Discussion:
Customizing Solr to handle Leading Wildcard queries
Jana, Kumar Raja
2009-01-15 13:23:08 UTC
Permalink
Hi,



Not being able to perform Leading Wildcard queries is a major handicap.
I want to be able to perform searches like *.pdf to fetch all pdf
documents from Solr.



I have found quite a few threads on this topic and one of the solutions
was that this feature can be enabled by adding:

parser.setAllowLeadingWildcards(true); at Line 92 in QueryParsing.java

Unfortunately, this did not work or may be I was using a different
parser and I don't know how to configure the parsers to make this work.



Can someone please tell me the steps to customize Solr to enable this
feature?



Thanks,

Kumar
Erik Hatcher
2009-01-15 14:28:51 UTC
Permalink
Post by Jana, Kumar Raja
Not being able to perform Leading Wildcard queries is a major
handicap.
I want to be able to perform searches like *.pdf to fetch all pdf
documents from Solr.
For this particular case, I recommend indexing the document type as a
separate field. Something like type:pdf (or use a MIME type string).
Then you can do a very direct and fast query to search or facet by
document types.

Erik
Jana, Kumar Raja
2009-01-15 14:49:24 UTC
Permalink
Hi Erik,

Thanks for the quick reply.
I want to enable leading wildcard query searches in general. The case
mentioned in the earlier mail is just one of the many instances I use
this feature.

-Kumar




-----Original Message-----
From: Erik Hatcher [mailto:***@ehatchersolutions.com]
Sent: Thursday, January 15, 2009 7:59 PM
To: solr-***@lucene.apache.org
Subject: Re: Customizing Solr to handle Leading Wildcard queries
Post by Jana, Kumar Raja
Not being able to perform Leading Wildcard queries is a major
handicap.
I want to be able to perform searches like *.pdf to fetch all pdf
documents from Solr.
For this particular case, I recommend indexing the document type as a
separate field.
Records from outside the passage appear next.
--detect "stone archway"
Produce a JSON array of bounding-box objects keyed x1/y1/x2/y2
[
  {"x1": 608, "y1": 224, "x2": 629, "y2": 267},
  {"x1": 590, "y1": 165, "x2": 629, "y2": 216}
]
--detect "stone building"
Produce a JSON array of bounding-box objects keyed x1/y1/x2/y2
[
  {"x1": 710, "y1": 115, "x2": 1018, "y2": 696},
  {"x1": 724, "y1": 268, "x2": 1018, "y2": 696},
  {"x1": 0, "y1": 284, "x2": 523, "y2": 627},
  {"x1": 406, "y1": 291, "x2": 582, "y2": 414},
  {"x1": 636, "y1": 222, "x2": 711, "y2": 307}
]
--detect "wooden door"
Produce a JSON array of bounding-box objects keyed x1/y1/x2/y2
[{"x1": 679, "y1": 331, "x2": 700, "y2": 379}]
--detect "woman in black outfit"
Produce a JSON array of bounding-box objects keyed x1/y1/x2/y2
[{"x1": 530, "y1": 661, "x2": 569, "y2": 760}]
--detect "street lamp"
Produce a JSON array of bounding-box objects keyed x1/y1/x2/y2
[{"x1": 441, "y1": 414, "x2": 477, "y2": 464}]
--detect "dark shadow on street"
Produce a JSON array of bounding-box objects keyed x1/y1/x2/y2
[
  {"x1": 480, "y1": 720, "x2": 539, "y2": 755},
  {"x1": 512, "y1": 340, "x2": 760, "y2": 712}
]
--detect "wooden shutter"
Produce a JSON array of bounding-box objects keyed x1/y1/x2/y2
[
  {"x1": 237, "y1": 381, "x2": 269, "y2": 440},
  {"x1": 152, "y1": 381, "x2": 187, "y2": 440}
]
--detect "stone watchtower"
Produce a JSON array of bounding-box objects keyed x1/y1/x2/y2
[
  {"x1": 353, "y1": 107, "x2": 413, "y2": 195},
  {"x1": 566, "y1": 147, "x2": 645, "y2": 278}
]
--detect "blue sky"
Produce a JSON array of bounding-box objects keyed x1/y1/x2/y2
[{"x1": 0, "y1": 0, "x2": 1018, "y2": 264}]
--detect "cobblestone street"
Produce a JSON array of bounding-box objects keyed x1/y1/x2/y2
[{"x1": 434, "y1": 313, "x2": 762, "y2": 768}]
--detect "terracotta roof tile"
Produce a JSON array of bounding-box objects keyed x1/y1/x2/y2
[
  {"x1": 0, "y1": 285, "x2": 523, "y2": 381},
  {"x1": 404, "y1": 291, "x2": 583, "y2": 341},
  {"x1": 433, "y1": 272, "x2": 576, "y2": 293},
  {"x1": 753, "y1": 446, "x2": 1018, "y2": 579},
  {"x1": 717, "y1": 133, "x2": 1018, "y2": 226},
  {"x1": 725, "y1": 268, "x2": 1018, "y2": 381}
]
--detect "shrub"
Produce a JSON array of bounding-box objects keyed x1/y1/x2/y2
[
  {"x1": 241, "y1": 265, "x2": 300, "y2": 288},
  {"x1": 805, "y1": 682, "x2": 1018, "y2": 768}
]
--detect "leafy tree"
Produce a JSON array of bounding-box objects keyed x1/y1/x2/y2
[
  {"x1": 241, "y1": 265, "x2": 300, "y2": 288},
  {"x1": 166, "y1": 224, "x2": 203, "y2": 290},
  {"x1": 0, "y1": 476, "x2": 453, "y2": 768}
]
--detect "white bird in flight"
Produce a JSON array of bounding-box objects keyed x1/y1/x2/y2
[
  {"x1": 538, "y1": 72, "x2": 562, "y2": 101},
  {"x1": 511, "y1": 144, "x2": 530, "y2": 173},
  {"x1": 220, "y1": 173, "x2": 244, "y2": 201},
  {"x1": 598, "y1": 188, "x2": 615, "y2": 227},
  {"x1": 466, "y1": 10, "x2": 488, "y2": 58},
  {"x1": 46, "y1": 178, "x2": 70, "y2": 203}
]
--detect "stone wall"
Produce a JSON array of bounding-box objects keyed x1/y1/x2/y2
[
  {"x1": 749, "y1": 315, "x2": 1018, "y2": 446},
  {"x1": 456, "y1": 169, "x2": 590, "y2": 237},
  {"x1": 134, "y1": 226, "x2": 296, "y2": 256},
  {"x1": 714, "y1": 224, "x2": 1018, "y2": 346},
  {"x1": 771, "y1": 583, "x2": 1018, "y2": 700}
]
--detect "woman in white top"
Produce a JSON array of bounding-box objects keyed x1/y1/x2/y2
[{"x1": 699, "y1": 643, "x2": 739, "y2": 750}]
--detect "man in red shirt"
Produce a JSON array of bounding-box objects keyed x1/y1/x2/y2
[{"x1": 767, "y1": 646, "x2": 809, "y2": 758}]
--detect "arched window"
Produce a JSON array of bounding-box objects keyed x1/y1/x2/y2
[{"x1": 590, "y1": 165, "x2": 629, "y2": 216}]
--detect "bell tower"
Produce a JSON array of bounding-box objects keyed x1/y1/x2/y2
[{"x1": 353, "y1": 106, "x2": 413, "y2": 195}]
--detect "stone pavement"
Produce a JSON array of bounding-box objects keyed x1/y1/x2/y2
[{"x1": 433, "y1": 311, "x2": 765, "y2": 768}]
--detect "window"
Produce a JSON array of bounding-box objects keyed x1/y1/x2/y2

Something like type:pdf (or use a MIME type string).
Then you can do a very direct and fast query to search or facet by
document types.

Erik
Glen Newton
2009-01-15 14:58:53 UTC
Permalink
If we are talking short single term fields (like a file field that has
a single term like "foo.pdf") then do what the DBMS b-tree indexes did
a long time ago: for every field you want a leading wildcard, insert
it in reverse order. So field file:"foo.pdf" is also stored, indexed
as reverseField:"fdp.oof". Now when someone does a search on
reverseField, like reverseField:*oo.pdf, you reverse the query to be:
fdp.oo*

I believe some of the DBMSs kept a separate reverse b-tree to handle
leading wildcard queries.

And obviously this technique is harder to put in place for arbitrary
sections of text that have to parsed. But a special parser could be
written to handle this as well.

-glen
http://zzzoot.blogspot.com/
Post by Jana, Kumar Raja
Hi Erik,
Thanks for the quick reply.
I want to enable leading wildcard query searches in general. The case
mentioned in the earlier mail is just one of the many instances I use
this feature.
-Kumar
-----Original Message-----
Sent: Thursday, January 15, 2009 7:59 PM
Subject: Re: Customizing Solr to handle Leading Wildcard queries
Post by Jana, Kumar Raja
Not being able to perform Leading Wildcard queries is a major
handicap.
I want to be able to perform searches like *.pdf to fetch all pdf
documents from Solr.
For this particular case, I recommend indexing the document type as a
separate field. Something like type:pdf (or use a MIME type string).
Then you can do a very direct and fast query to search or facet by
document types.
Erik
--
-
Otis Gospodnetic
2009-01-15 16:48:10 UTC
Permalink
Hi ramuK,

I believe you can turn that "on" via the Lucene QueryParser, but of course such searches will be slo(oo)w. You can also index reversed tokens (e.g. *kumar --> rakum*) or you could index n-grams with begin/end delim characters (e.g. kumar -> ^ k u m a r $, *kumar -> "k u m a r $")


Otis
--
Sematext -- http://sematext.com/ -- Lucene - Solr - Nutch



----- Original Message ----
Sent: Thursday, January 15, 2009 9:49:24 AM
Subject: RE: Customizing Solr to handle Leading Wildcard queries
Hi Erik,
Thanks for the quick reply.
I want to enable leading wildcard query searches in general. The case
mentioned in the earlier mail is just one of the many instances I use
this feature.
-Kumar
-----Original Message-----
Sent: Thursday, January 15, 2009 7:59 PM
Subject: Re: Customizing Solr to handle Leading Wildcard queries
Post by Jana, Kumar Raja
Not being able to perform Leading Wildcard queries is a major handicap.
I want to be able to perform searches like *.pdf to fetch all pdf
documents from Solr.
For this particular case, I recommend indexing the document type as a
separate field. Something like type:pdf (or use a MIME type string).
Then you can do a very direct and fast query to search or facet by
document types.
Erik
Jana, Kumar Raja
2009-01-28 07:19:35 UTC
Permalink
Hi,

Thanks Otis, Newton and everyone else for the help on this issue.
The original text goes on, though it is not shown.